The other day I saw a story about a football player who supposedly beat his girl friend unconscious in an elevator. The video only showed him pulling her out of the elevator like a sack of potatoes and laying her on the floor outside it. Jon Stewart had a whole segment on the injustice of that player getting suspended from playing two or three games for the incident, when if he’d been caught smoking pot, or some other violation of his contract, he’d have been suspended for many more games. What’s up with that? My rage came to the surface again. It’s okay to be violent toward women? But if a woman defends herself from a violent man, she’s locked away for a very long time? Again I say Ahhhh!
I knew that I wanted to write about this subject then. It had been coming up for me in the books I was reading, in the new book I’ve started writing, which deals partly with women’s suffrage. And, of course, women’s rights has been coming up in the news over and over again of late. Yet, how do I write something that will add positive energy to women’s rights rather than adding to the violence and disrespect? Two things came to mind. First, we women must find our power and stand up to the bullies. Second, we must look past men’s fear, and refusal to understand us to see the goodness within them.
The first one, finding our power and not backing down, might be a hard one for some of us. We have centuries of oppression to overcome. During all that time, women have developed certain behaviors and attitudes just to survive. We’ve had to find work arounds to accomplish the things we’ve wanted to do with our lives. Often times women who’ve displayed too much power, have been killed because they had the audacity to claim their power. I could name hundreds of women I’ve learned about over the years who’ve been killed because they violated the unwritten code that women are the weaker sex, but it would make this blog entry much too long.
Years ago I read a fantastic book called, The Chalice and the Blade, by Riane Eisler It’s a non-fiction book about archeological evidence that shows that pre-historic cultures had a female orientation. Ancient people worshiped the Goddess, women had vital leadership roles in their communities, and life was almost entirely free of war. So what happened?

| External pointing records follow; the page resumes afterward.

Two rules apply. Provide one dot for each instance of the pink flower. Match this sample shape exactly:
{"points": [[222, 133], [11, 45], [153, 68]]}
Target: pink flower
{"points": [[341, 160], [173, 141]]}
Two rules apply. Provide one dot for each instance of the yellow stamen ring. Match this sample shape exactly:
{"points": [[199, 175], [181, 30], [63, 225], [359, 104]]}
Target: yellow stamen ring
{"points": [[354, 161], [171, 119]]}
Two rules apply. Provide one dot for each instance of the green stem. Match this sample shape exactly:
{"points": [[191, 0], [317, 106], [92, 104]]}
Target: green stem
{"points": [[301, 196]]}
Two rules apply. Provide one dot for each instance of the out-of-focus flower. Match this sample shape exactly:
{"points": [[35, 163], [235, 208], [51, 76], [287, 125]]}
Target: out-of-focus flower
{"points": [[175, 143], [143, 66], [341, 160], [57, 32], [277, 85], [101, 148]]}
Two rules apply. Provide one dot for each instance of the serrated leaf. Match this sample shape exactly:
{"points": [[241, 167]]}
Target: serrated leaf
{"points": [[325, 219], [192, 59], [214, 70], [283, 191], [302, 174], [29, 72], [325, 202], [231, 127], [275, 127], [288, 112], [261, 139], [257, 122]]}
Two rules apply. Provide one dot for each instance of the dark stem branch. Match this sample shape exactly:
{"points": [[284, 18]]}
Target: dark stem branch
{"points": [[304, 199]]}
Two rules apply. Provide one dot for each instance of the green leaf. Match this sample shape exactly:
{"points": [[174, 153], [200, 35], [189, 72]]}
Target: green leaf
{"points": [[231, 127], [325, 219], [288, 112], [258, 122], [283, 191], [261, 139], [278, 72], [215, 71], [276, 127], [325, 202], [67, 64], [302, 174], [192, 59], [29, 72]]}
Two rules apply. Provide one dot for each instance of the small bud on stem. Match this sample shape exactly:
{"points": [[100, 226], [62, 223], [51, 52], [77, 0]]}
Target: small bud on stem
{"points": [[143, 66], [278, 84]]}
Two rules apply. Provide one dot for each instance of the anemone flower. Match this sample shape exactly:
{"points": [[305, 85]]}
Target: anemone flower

I’ve asked myself, over and over throughout the years, what is it about women that makes men quake in their boots and feel the need to put us in our place or expunge our ideas? Why do they blame us for their lust, or need for control? The only thing I can come up with is that at some core level there is something about us they fear.
The thing is, when we feel fear about something, it’s usually an indictor that there is an issue or situation to which we need to pay attention. And that brings me to the second point I want to make. Some men, and even some women are afraid of women and men having an equal say in the changes we must make to sustain life in the world. Those of us who are awake must do what we can to turn the tide of intolerance in all it’s ugly forms.
The best ways we can help make the change, is to make reasoned, well thought out arguments. Screaming and complaining won’t help. This is no time to lay down and moan that the world is going to hell in a hand basket.
We need to be persistent in asking, “What are you afraid of?” and not stop asking until fearful people stop and think. The issues we’re dealing with right now have come up over and over again. Each time they arise, we heal aspects of them, but they won’t go away completely until we’ve healed them completely.
I’m asking, what is it you’re afraid of? What is your fear trying to teach you? Only by facing our fears can we make this world a better place in which to live.